Porting SQLite3 Data to PostgreSQL Database in Rails 4

This past week I’ve been building a database with almost 1,000,000 records across five tables. So far, it has been just fine to use the Rails default, SQLite3, to manage it. That’s no longer the case, as I need to start thinking about the deployment environment for my application, and I have also been running into some issues with my SQLite3 database locking as I try to add records. Thus, I have ported my data over to PostgreSQL. The process is straightforward, but I did run into a few hangups and did not find a great guide to cover my situation. After some struggling, I got my new PostgreSQL database up and running with all of my data. Here’s how I did it.

First, I had to create a dumpfile from my sqlite3 database. I had been doing this already as quick way to back up my data. I read that it might be more convenient to dump it into a different format, like CSV, that is better understood by other databases like PostgreSQL, but I used the normal SQLite3 command and found that the manual adjustments from there were not cumbersome.

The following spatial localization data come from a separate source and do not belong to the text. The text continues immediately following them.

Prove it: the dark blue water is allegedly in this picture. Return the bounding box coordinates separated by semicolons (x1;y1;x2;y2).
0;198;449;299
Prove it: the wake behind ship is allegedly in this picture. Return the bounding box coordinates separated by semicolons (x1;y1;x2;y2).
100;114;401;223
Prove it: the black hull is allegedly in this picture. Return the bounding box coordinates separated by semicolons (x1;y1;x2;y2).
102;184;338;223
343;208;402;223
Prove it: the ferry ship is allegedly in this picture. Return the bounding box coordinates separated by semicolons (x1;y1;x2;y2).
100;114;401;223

$ sqlite3 db/development.sqlite3 .dump > db/sqlite-dumpfile201311231200.sql

This is the path to my database: db/development.sqlite3. The .dump command breaks down your database into SQL statements, including everything you need for your schema. Then you indicate where you want to direct the dump using >. I created my dumpfile in the same directory and added a timestamp. Since the dump gives you SQL statements, the file extension should be .sql.

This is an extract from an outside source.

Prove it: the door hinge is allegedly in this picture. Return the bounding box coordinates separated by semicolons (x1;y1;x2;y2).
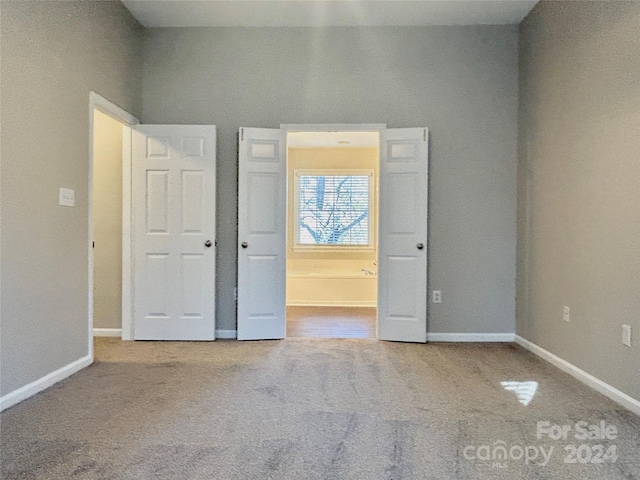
423;129;426;142
241;128;244;141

This file is sufficient to reseed another SQLite database, but PostgreSQL databases have some differences in syntax and datatypes. At first, I looked around to find a script or an application to manage these changes for me. My advice is: don’t bother. Finding one is hard enough, then you have to learn how to use it. A simple find/replace in your dumpfile will solve it just fine. This is what I had to change:

find replace with
datetime timestamp
varchar(255) text

I only had to update this last one because I had entries in “description” columns that were too long. According to this very helpful post on StackOverflow, you may also need to change your boolean values into a type that is compatible with PostgreSQL. My booleans were already formatted correctly. For reference, here’s the list from the PostgreSQL documentation:

Valid literal values for “true” state: For the “false” state:
’t’ ‘f’
‘true’ ‘false’
‘y’ ‘n’
‘yes’ ‘no’
‘on’ ‘off’
‘1’ ‘0’

“Leading or trailing whitespace is ignored, and case does not matter. The key words TRUE and FALSE are the preferred (SQL-compliant) usage.” docs

The next step is to take out the SQLite-specific statements. At the top of my dumpfile, I had PRAGMA foreign_keys=OFF;. This tells the database to not enforce foreign key constraints, but PostgreSQL handles these differently. I took out the statement with no issue.

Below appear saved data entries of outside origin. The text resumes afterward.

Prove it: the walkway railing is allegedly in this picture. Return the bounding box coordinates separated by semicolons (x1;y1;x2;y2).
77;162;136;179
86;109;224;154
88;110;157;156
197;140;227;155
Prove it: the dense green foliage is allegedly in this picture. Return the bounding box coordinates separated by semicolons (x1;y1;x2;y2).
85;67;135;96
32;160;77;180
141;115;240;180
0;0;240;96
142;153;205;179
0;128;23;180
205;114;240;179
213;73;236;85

At the bottom of my dumpfile, I had a statement like this for each of my tables:

INSERT INTO "sqlite_sequence" VALUES('ks_users', 227393);

These tell SQLite where to set the next value for the autoincrementing primary keys of my tables, which in the example is ks_users. PostgreSQL does the same thing, but in a different way, using sequences, which are special database objects designed for this purpose. We’ve already told our PostgreSQL database to use sequences when we changed our primary keys to SERIAL instead of INTEGER with AUTOINCREMENT, so the next step is just to take out all references to sqlite_sequence tables. (If you need to add new records to your database after the conversion, you’ll need to make one other change that we will talk about a bit lower down.)

If you haven’t created the PostgreSQL database yet, follow these steps:

  • Update config/database.yml to look something like this:
  adapter: postgresql
  database: my_database_development
  pool: 5
  timeout: 5000
  adapter: postgresql
  database: my_database_test
  pool: 5
  timeout: 5000

  adapter: postgresql
  database: my_database_production
  pool: 5
  timeout: 500
  • Start the database server with this command (if you’ve got the default settings)

    $ postgres -D usr/local/var/postgres

  • Create the database

    $ rake db:create

  • Don’t run the migrations. All the necessary statements are in the dumpfile.

At this point you should be able to fill your PostgreSQL database with your SQLite data with this command:

$ psql -d my_database_development -W < db/sqlite-dumpfile201311231200.sql

This invokes the PostgreSQL binary. The -d flag tells it to open a database with the name that follows (in this case “my_database_development”; the name of your database can be found in config/database.yml). Then -W specifies to prompt for your password. This password will be the password for your OSX user account. The last part of the command specifies which file to use to feed in to your new database. This will be the SQLite dumpfile that you created and then modified.

There’s one more step you need to do. If left as is, PostgreSQL will try to add records with the primary key starting at 1, because we removed the sequence information from the dumpfile, as it pertained specifically to SQLite. You won’t be able to add new records to the database because the primary key for new records won’t be unique. It is easy to update the sequence information manually, and you may also be able to include the correct statements into your dumpfile prior to loading it into your PostgreSQL database. Here’s the manual version:

  • Go into the PostgreSQL interactive terminal with your database

    $ psql -d my_database_development

  • I recommend looking at your schema next, so that you know the names of all the tables you have (database=# represents the psql prompt — the commands to run come after the =#)

    database=# \d

  • You can also check to see where your database will try to start autoincrementing from (but this is not necessary)

    database=# SELECT nextval('ks_users_id_seq');

  • Set the starting point to be one after than the last record in the table. Be sure to use single quotes for the arguments here

    database=# SELECT setval('ks_users_id_seq', (SELECT MAX(id) FROM (ks_users)+1));

  • Repeat this process for every table that has an autoincrementing primary key See this post for a more detailed explanation of this process.

And that’s all. You should be able to access your database with all of your old data and add records with no trouble.